Scorie e truffa, Locatelli a processo Chiesti 6 anni e tre mesi per Orzivecchi

Scorie e truffa, Locatelli a processo
Chiesti 6 anni e tre mesi per Orzivecchi

Sono state annunciate nella mattinata di giovedì 22 ottobre le richieste di condanna per il processo Brebemi sul caso della tangenziale di Orzivecchi dove, secondo l’accusa, sarebbero stati depositati, nel sottosuolo, scorie e materiali inquinanti in quantità non regolare.

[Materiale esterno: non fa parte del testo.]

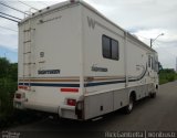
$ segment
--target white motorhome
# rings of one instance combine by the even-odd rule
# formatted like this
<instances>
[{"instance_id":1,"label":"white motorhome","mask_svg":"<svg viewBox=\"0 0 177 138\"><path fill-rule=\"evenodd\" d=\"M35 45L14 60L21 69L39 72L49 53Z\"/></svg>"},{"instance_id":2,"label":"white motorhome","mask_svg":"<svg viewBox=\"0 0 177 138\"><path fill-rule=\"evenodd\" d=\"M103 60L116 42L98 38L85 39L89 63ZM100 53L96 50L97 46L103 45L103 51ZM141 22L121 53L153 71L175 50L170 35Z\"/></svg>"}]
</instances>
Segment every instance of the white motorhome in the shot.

Sotto accusa l’imprenditore Pierluca Locatelli, la moglie e alcuni ex collaboratori: per Locatelli è stata chiesta una condanna di 6 anni e tre mesi.

Il caso riguarda due fascicoli, uno relativo al presunto traffico di rifiuti (ma l’incidente probatorio ha rilevato il superamento dei limiti degli inquinanti solo in 3 campioni su 35) e frode in pubbliche forniture relativo alla nuova autostrada Brebemi, l’altro relativo alla tangenziale di Orzivecchi, in provincia di Brescia, per frode in pubbliche forniture e truffa: a deciderlo era stato il gup di Brescia, che aveva quindi disposto il rinvio a giudizio per tutti gli indagati con sede processuale Bergamo. Per un cavillo, invece, il filone Brebemi è tornato in Procura, a Brescia, mesi fa.

Nella giornata di giovedì si è focalizzata l’attenzione sulla questione di Orzivecchi. Queste le altre richieste di condanna: 3 anni alla moglie Orietta Rocca, 5 anni all’ex collaboratore Giovanni Battista Pagani, 53 anni, di Pontoglio (Brescia), 4 anni e 8 mesi a Bartolomeo Gregori, 44, di Telgate, ex responsabile della gestione dei mezzi della Locatelli; 3 anni ad Andrea Fusco, 42 anni di Costa Mezzate, legale rappresentante della «Locatelli Geom. Gabriele» così come ad Angelo Suardi, di Carobbio degli Angeli, 44 anni, che redigeva i documenti della Biancinella. Infine 2 anni all’ex dipendente dell’amministrazione provinciale di Brescia Bortolo Perugini.

L'impresa Locatelli era finita sotto la lente degli inquirenti bresciani una prima volta nel corso di un'indagine riguardante la realizzazione della tangenziale di Orzinuovi. Gli approfondimenti si sono poi estesi ai cantieri della Brebemi. Secondo le accuse, nel sottofondo stradale della Brebemi l'impresa bergamasca avrebbe conferito rifiuti inquinanti.